An interview of Thomas with lots of photos!
When the owners of this Beverly Hills home came to Schoos, they had a complete set of plans for a large Mediterranean villa that was ready for building. The only problem was that they didn't like the design anymore. It was too similar to any number of Spanish or Mediterranean homes in the area and they wanted something different. However, they also did not want to waste all the effort spent creating the plans.
Our solution was to retain as much of the basic structure as possible while reinterpreting the design in a more contemporary way, creating a transitional style between Mediterranean and eclectic modern. Heavy, stereotypically Mediterranean elements such as arches and wrought iron grill work were removed and replaced by square doors and windows and custom designed railings. As seen in these drawings, the more squared-off design also allows more light and better sight lines by creating larger openings for doors and windows.
The photo on the left shows the bare bones of the structure in progress. In the photo on the right, one can see the benefit of clean, refined lines, added water features and landscaping in bringing the home to life.

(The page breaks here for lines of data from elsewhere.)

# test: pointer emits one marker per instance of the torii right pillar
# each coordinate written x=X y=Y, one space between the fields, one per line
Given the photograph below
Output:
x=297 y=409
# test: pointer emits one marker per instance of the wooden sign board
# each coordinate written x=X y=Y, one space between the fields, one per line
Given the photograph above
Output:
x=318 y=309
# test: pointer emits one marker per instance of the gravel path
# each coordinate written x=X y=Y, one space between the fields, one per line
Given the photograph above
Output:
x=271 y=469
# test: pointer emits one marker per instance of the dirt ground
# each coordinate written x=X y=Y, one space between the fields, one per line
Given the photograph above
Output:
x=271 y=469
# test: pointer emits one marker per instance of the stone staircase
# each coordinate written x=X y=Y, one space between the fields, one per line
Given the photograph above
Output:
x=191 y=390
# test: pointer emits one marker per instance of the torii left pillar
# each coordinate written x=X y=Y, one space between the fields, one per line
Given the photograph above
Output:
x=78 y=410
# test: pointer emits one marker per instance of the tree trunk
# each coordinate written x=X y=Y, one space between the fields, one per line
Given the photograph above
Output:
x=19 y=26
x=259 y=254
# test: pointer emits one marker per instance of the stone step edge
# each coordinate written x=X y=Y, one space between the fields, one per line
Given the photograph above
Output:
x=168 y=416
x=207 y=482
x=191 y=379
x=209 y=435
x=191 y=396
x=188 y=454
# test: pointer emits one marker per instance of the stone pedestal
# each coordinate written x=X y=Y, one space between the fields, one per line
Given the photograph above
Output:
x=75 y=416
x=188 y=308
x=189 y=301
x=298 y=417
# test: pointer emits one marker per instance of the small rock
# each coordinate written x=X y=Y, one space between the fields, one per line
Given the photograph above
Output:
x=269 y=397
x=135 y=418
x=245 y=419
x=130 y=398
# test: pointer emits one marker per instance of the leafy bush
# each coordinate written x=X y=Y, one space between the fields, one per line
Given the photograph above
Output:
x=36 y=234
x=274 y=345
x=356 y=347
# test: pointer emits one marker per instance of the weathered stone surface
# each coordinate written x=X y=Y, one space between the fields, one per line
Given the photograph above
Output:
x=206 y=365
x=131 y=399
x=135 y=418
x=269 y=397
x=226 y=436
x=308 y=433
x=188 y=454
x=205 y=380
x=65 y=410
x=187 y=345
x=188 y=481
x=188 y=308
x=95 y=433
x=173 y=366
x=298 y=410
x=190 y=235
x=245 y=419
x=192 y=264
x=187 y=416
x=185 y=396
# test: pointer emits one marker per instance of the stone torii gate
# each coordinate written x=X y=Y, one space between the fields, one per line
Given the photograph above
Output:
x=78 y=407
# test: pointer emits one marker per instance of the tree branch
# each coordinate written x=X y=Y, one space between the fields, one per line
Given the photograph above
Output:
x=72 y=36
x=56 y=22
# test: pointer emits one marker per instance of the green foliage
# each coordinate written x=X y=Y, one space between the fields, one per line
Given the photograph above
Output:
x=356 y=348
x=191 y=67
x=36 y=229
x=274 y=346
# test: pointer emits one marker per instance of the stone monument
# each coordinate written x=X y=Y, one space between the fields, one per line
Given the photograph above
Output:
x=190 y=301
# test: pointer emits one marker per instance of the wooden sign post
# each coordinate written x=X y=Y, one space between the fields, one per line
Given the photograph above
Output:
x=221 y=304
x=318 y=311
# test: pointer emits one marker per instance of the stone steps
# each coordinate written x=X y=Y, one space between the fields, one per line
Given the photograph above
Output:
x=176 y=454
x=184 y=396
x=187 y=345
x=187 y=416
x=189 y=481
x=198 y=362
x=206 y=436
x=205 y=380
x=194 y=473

Instead of an imposing, dark archway, the new door maximizes the open space while also adding a touch of elegance with the bronze and brass elements. One can also see the interior foyer courtyard which creates an inviting indoor/outdoor space.
These specifications and photos show the streamlined designs for balcony railings and stair bannisters which capture simiplicity and elegance. The design maintains the functional needs of the basic structure while providing an alternative to the ornate Spanish wrought-iron look.
The plans also called for this large, open interior foyer with a stairwell and skylight. The challenge of this space was to find a way of bringing an organic, personal touch to the cavernous area, fill acres of white wall space, and make the room feel more like a personal, unique home.
The innovative solution was to create original artwork that would draw the space together and turn a large white box into an elegant garden. The design would be rich and florid but with a white-on-white color scheme that would keep the effect subtle. Here we can see how the design began with a free-hand sketch drawn directly onto the walls using different colors to keep the design clear.
Next, the design was traced from the walls onto wax paper (the photo at left). This tracing was used as a pattern to carve a 3-D design into styrofoam off-site. The styrofoam carving was then carefully reapplied to the walls in sections (the photo at right) where more details were added and refined.
After this, plaster was applied over the whole artwork. It was allowed to dry, was meticulously sanded, and then even more detail and refinement were added. (The fireplace at right is in the same room, directly opposite the stairway.)
This close-up shows some of the detail being added.
The finished sculpture was then given a paint-grade finish for a seamless effect. When combined with the cascading chandelier, the room adds drama and individuality to this central room, taking the home from conventional to striking.